Saturday, February 7, 2009

Setting Up Goal for Your SEO Strategy

One of the greatest failings of many SEO plans, like all technology plans, is the lack of a clearly defined goal. The goal for your SEO plan should be built around your business needs, and it’s not something every business requires. Most likely, the fundamental goal of your business, when you get down to the bottom of it, is to make money by selling a product or service.

If you have a larger business, say a web site that sells custom-made silk-flower arrangements, one way to increase your business (some estimate by more than 50 percent) is to invest time, money, and considerable effort into optimizing your site for search. Just don’t do it without a goal in mind. However, there may be nuances to even such a straightforward goal as this. And there are a whole host of other possible goals and sub-goals that your business is likely to have.
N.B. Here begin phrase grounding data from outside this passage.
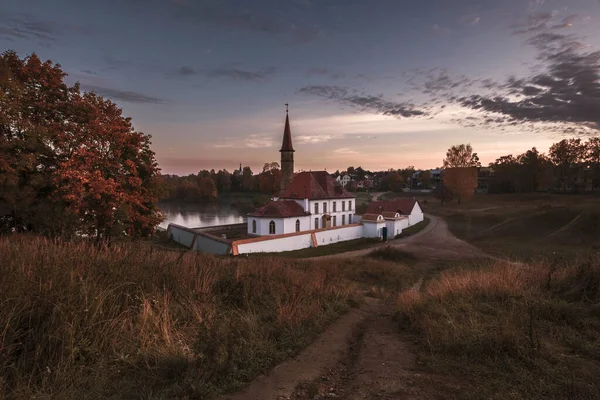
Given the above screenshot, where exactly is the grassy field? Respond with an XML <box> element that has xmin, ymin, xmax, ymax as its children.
<box><xmin>394</xmin><ymin>193</ymin><xmax>600</xmax><ymax>399</ymax></box>
<box><xmin>255</xmin><ymin>238</ymin><xmax>381</xmax><ymax>258</ymax></box>
<box><xmin>395</xmin><ymin>217</ymin><xmax>430</xmax><ymax>238</ymax></box>
<box><xmin>0</xmin><ymin>235</ymin><xmax>418</xmax><ymax>399</ymax></box>
<box><xmin>397</xmin><ymin>256</ymin><xmax>600</xmax><ymax>399</ymax></box>
<box><xmin>423</xmin><ymin>193</ymin><xmax>600</xmax><ymax>260</ymax></box>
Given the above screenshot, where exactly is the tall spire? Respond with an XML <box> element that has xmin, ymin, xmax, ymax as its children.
<box><xmin>280</xmin><ymin>103</ymin><xmax>295</xmax><ymax>192</ymax></box>
<box><xmin>280</xmin><ymin>103</ymin><xmax>294</xmax><ymax>152</ymax></box>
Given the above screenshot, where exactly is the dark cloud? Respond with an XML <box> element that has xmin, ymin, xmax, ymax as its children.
<box><xmin>298</xmin><ymin>85</ymin><xmax>426</xmax><ymax>118</ymax></box>
<box><xmin>170</xmin><ymin>0</ymin><xmax>322</xmax><ymax>43</ymax></box>
<box><xmin>459</xmin><ymin>30</ymin><xmax>600</xmax><ymax>131</ymax></box>
<box><xmin>305</xmin><ymin>67</ymin><xmax>346</xmax><ymax>80</ymax></box>
<box><xmin>82</xmin><ymin>85</ymin><xmax>168</xmax><ymax>104</ymax></box>
<box><xmin>168</xmin><ymin>66</ymin><xmax>276</xmax><ymax>82</ymax></box>
<box><xmin>202</xmin><ymin>67</ymin><xmax>276</xmax><ymax>81</ymax></box>
<box><xmin>0</xmin><ymin>13</ymin><xmax>94</xmax><ymax>44</ymax></box>
<box><xmin>511</xmin><ymin>12</ymin><xmax>579</xmax><ymax>34</ymax></box>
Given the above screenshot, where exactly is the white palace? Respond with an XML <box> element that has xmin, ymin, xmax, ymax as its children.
<box><xmin>167</xmin><ymin>108</ymin><xmax>423</xmax><ymax>255</ymax></box>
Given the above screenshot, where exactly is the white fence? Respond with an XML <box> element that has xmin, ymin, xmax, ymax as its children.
<box><xmin>167</xmin><ymin>224</ymin><xmax>232</xmax><ymax>255</ymax></box>
<box><xmin>233</xmin><ymin>224</ymin><xmax>365</xmax><ymax>255</ymax></box>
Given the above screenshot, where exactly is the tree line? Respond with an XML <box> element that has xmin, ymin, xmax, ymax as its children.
<box><xmin>159</xmin><ymin>162</ymin><xmax>282</xmax><ymax>202</ymax></box>
<box><xmin>437</xmin><ymin>139</ymin><xmax>600</xmax><ymax>205</ymax></box>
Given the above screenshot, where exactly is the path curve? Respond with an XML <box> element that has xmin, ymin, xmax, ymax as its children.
<box><xmin>316</xmin><ymin>214</ymin><xmax>487</xmax><ymax>263</ymax></box>
<box><xmin>225</xmin><ymin>214</ymin><xmax>491</xmax><ymax>399</ymax></box>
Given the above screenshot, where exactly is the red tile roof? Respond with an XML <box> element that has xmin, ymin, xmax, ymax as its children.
<box><xmin>361</xmin><ymin>213</ymin><xmax>384</xmax><ymax>222</ymax></box>
<box><xmin>247</xmin><ymin>200</ymin><xmax>308</xmax><ymax>218</ymax></box>
<box><xmin>366</xmin><ymin>199</ymin><xmax>417</xmax><ymax>215</ymax></box>
<box><xmin>381</xmin><ymin>211</ymin><xmax>400</xmax><ymax>219</ymax></box>
<box><xmin>279</xmin><ymin>171</ymin><xmax>354</xmax><ymax>200</ymax></box>
<box><xmin>279</xmin><ymin>113</ymin><xmax>294</xmax><ymax>152</ymax></box>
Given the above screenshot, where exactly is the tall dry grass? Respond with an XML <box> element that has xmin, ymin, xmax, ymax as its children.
<box><xmin>397</xmin><ymin>256</ymin><xmax>600</xmax><ymax>399</ymax></box>
<box><xmin>0</xmin><ymin>235</ymin><xmax>358</xmax><ymax>399</ymax></box>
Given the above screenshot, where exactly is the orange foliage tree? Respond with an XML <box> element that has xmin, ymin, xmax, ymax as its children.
<box><xmin>0</xmin><ymin>51</ymin><xmax>162</xmax><ymax>238</ymax></box>
<box><xmin>443</xmin><ymin>167</ymin><xmax>477</xmax><ymax>203</ymax></box>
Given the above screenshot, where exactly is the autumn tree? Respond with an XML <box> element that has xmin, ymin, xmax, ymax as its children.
<box><xmin>0</xmin><ymin>51</ymin><xmax>163</xmax><ymax>238</ymax></box>
<box><xmin>419</xmin><ymin>170</ymin><xmax>431</xmax><ymax>188</ymax></box>
<box><xmin>258</xmin><ymin>162</ymin><xmax>281</xmax><ymax>194</ymax></box>
<box><xmin>443</xmin><ymin>143</ymin><xmax>481</xmax><ymax>168</ymax></box>
<box><xmin>584</xmin><ymin>138</ymin><xmax>600</xmax><ymax>191</ymax></box>
<box><xmin>385</xmin><ymin>173</ymin><xmax>404</xmax><ymax>193</ymax></box>
<box><xmin>241</xmin><ymin>166</ymin><xmax>255</xmax><ymax>192</ymax></box>
<box><xmin>549</xmin><ymin>139</ymin><xmax>585</xmax><ymax>192</ymax></box>
<box><xmin>443</xmin><ymin>167</ymin><xmax>477</xmax><ymax>203</ymax></box>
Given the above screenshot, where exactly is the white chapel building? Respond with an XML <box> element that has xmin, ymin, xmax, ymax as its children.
<box><xmin>247</xmin><ymin>109</ymin><xmax>357</xmax><ymax>236</ymax></box>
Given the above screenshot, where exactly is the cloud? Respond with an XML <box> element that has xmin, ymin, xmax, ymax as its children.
<box><xmin>298</xmin><ymin>85</ymin><xmax>426</xmax><ymax>118</ymax></box>
<box><xmin>0</xmin><ymin>13</ymin><xmax>94</xmax><ymax>44</ymax></box>
<box><xmin>245</xmin><ymin>134</ymin><xmax>274</xmax><ymax>148</ymax></box>
<box><xmin>511</xmin><ymin>12</ymin><xmax>579</xmax><ymax>34</ymax></box>
<box><xmin>82</xmin><ymin>85</ymin><xmax>168</xmax><ymax>104</ymax></box>
<box><xmin>168</xmin><ymin>66</ymin><xmax>276</xmax><ymax>82</ymax></box>
<box><xmin>170</xmin><ymin>0</ymin><xmax>322</xmax><ymax>43</ymax></box>
<box><xmin>305</xmin><ymin>67</ymin><xmax>346</xmax><ymax>80</ymax></box>
<box><xmin>295</xmin><ymin>134</ymin><xmax>336</xmax><ymax>144</ymax></box>
<box><xmin>202</xmin><ymin>67</ymin><xmax>276</xmax><ymax>82</ymax></box>
<box><xmin>333</xmin><ymin>148</ymin><xmax>358</xmax><ymax>156</ymax></box>
<box><xmin>458</xmin><ymin>25</ymin><xmax>600</xmax><ymax>131</ymax></box>
<box><xmin>398</xmin><ymin>12</ymin><xmax>600</xmax><ymax>135</ymax></box>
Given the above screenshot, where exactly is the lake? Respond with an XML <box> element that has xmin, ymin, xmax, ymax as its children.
<box><xmin>158</xmin><ymin>202</ymin><xmax>246</xmax><ymax>229</ymax></box>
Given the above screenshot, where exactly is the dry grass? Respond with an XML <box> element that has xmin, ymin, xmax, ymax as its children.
<box><xmin>0</xmin><ymin>235</ymin><xmax>364</xmax><ymax>399</ymax></box>
<box><xmin>397</xmin><ymin>255</ymin><xmax>600</xmax><ymax>399</ymax></box>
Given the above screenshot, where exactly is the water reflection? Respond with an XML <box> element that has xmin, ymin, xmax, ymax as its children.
<box><xmin>158</xmin><ymin>202</ymin><xmax>246</xmax><ymax>229</ymax></box>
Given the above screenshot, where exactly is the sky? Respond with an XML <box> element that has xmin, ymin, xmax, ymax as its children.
<box><xmin>1</xmin><ymin>0</ymin><xmax>599</xmax><ymax>174</ymax></box>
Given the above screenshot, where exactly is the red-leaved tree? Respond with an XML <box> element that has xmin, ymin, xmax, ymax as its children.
<box><xmin>0</xmin><ymin>51</ymin><xmax>163</xmax><ymax>238</ymax></box>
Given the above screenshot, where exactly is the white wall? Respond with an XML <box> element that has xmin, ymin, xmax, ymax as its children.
<box><xmin>308</xmin><ymin>199</ymin><xmax>356</xmax><ymax>229</ymax></box>
<box><xmin>362</xmin><ymin>221</ymin><xmax>386</xmax><ymax>238</ymax></box>
<box><xmin>385</xmin><ymin>218</ymin><xmax>410</xmax><ymax>237</ymax></box>
<box><xmin>248</xmin><ymin>216</ymin><xmax>311</xmax><ymax>236</ymax></box>
<box><xmin>314</xmin><ymin>225</ymin><xmax>363</xmax><ymax>246</ymax></box>
<box><xmin>236</xmin><ymin>224</ymin><xmax>365</xmax><ymax>255</ymax></box>
<box><xmin>168</xmin><ymin>224</ymin><xmax>195</xmax><ymax>247</ymax></box>
<box><xmin>168</xmin><ymin>224</ymin><xmax>231</xmax><ymax>255</ymax></box>
<box><xmin>408</xmin><ymin>203</ymin><xmax>424</xmax><ymax>226</ymax></box>
<box><xmin>236</xmin><ymin>233</ymin><xmax>314</xmax><ymax>254</ymax></box>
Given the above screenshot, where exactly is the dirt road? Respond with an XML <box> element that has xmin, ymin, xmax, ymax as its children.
<box><xmin>318</xmin><ymin>214</ymin><xmax>487</xmax><ymax>264</ymax></box>
<box><xmin>224</xmin><ymin>214</ymin><xmax>485</xmax><ymax>400</ymax></box>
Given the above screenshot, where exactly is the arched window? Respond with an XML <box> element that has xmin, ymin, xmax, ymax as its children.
<box><xmin>295</xmin><ymin>219</ymin><xmax>300</xmax><ymax>232</ymax></box>
<box><xmin>252</xmin><ymin>220</ymin><xmax>257</xmax><ymax>233</ymax></box>
<box><xmin>269</xmin><ymin>220</ymin><xmax>276</xmax><ymax>234</ymax></box>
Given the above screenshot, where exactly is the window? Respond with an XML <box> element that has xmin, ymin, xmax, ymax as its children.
<box><xmin>349</xmin><ymin>201</ymin><xmax>353</xmax><ymax>210</ymax></box>
<box><xmin>269</xmin><ymin>220</ymin><xmax>275</xmax><ymax>234</ymax></box>
<box><xmin>333</xmin><ymin>216</ymin><xmax>337</xmax><ymax>226</ymax></box>
<box><xmin>342</xmin><ymin>215</ymin><xmax>346</xmax><ymax>225</ymax></box>
<box><xmin>333</xmin><ymin>201</ymin><xmax>337</xmax><ymax>212</ymax></box>
<box><xmin>252</xmin><ymin>220</ymin><xmax>257</xmax><ymax>233</ymax></box>
<box><xmin>342</xmin><ymin>201</ymin><xmax>346</xmax><ymax>211</ymax></box>
<box><xmin>314</xmin><ymin>218</ymin><xmax>319</xmax><ymax>229</ymax></box>
<box><xmin>349</xmin><ymin>214</ymin><xmax>352</xmax><ymax>223</ymax></box>
<box><xmin>323</xmin><ymin>202</ymin><xmax>327</xmax><ymax>213</ymax></box>
<box><xmin>314</xmin><ymin>203</ymin><xmax>319</xmax><ymax>214</ymax></box>
<box><xmin>295</xmin><ymin>219</ymin><xmax>300</xmax><ymax>232</ymax></box>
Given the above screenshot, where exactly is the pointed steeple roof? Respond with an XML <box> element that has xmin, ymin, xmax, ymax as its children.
<box><xmin>280</xmin><ymin>105</ymin><xmax>294</xmax><ymax>152</ymax></box>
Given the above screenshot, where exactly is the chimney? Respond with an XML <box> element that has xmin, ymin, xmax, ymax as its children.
<box><xmin>304</xmin><ymin>186</ymin><xmax>309</xmax><ymax>212</ymax></box>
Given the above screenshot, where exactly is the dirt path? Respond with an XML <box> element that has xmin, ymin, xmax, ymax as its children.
<box><xmin>225</xmin><ymin>214</ymin><xmax>485</xmax><ymax>400</ymax></box>
<box><xmin>316</xmin><ymin>214</ymin><xmax>487</xmax><ymax>264</ymax></box>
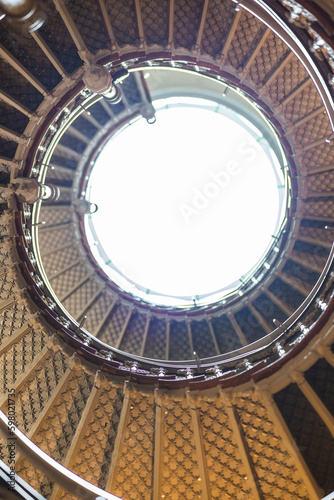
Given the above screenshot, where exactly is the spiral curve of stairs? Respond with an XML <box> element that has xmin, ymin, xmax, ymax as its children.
<box><xmin>1</xmin><ymin>0</ymin><xmax>334</xmax><ymax>499</ymax></box>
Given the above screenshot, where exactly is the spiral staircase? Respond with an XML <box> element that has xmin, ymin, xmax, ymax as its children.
<box><xmin>1</xmin><ymin>0</ymin><xmax>334</xmax><ymax>499</ymax></box>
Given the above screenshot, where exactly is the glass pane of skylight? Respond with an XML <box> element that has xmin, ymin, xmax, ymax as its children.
<box><xmin>86</xmin><ymin>98</ymin><xmax>286</xmax><ymax>306</ymax></box>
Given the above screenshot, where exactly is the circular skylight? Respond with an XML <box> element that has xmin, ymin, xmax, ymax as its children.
<box><xmin>85</xmin><ymin>96</ymin><xmax>287</xmax><ymax>307</ymax></box>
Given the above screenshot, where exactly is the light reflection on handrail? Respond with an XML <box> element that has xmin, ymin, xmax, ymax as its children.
<box><xmin>0</xmin><ymin>411</ymin><xmax>122</xmax><ymax>500</ymax></box>
<box><xmin>22</xmin><ymin>0</ymin><xmax>334</xmax><ymax>373</ymax></box>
Perhaps yours is a large company with branding as an important long-term goal. Maybe your company wants to make money with certain products but is willing to take a loss in other areas. Maybe you are starting up with investor backing and do not need to turn a profit for years. Perhaps you are a nonprofit, with a goal to improve the world and inspire others to do the same. Whatever way you’re leaning, your business goals will affect your SEO campaign strategy.

In the case of a web site, one goal might be to increase the amount of traffic your web site receives. Another might be to increase your exposure to potential customers outside your geographic region. Those are both good reasons to implement an SEO plan. One other reason you might consider investing in SEO is to increase your revenues, which you can do by funneling site visitors through a sales transaction while they are visiting your web site. SEO can help with that, too. So before you even begin to put together an SEO plan, the first thing you need to do is determine what goal you want to achieve with that plan. Be sure it is a well-articulated and specifically defined goal, too. The more specific, the closer you will come to hitting it.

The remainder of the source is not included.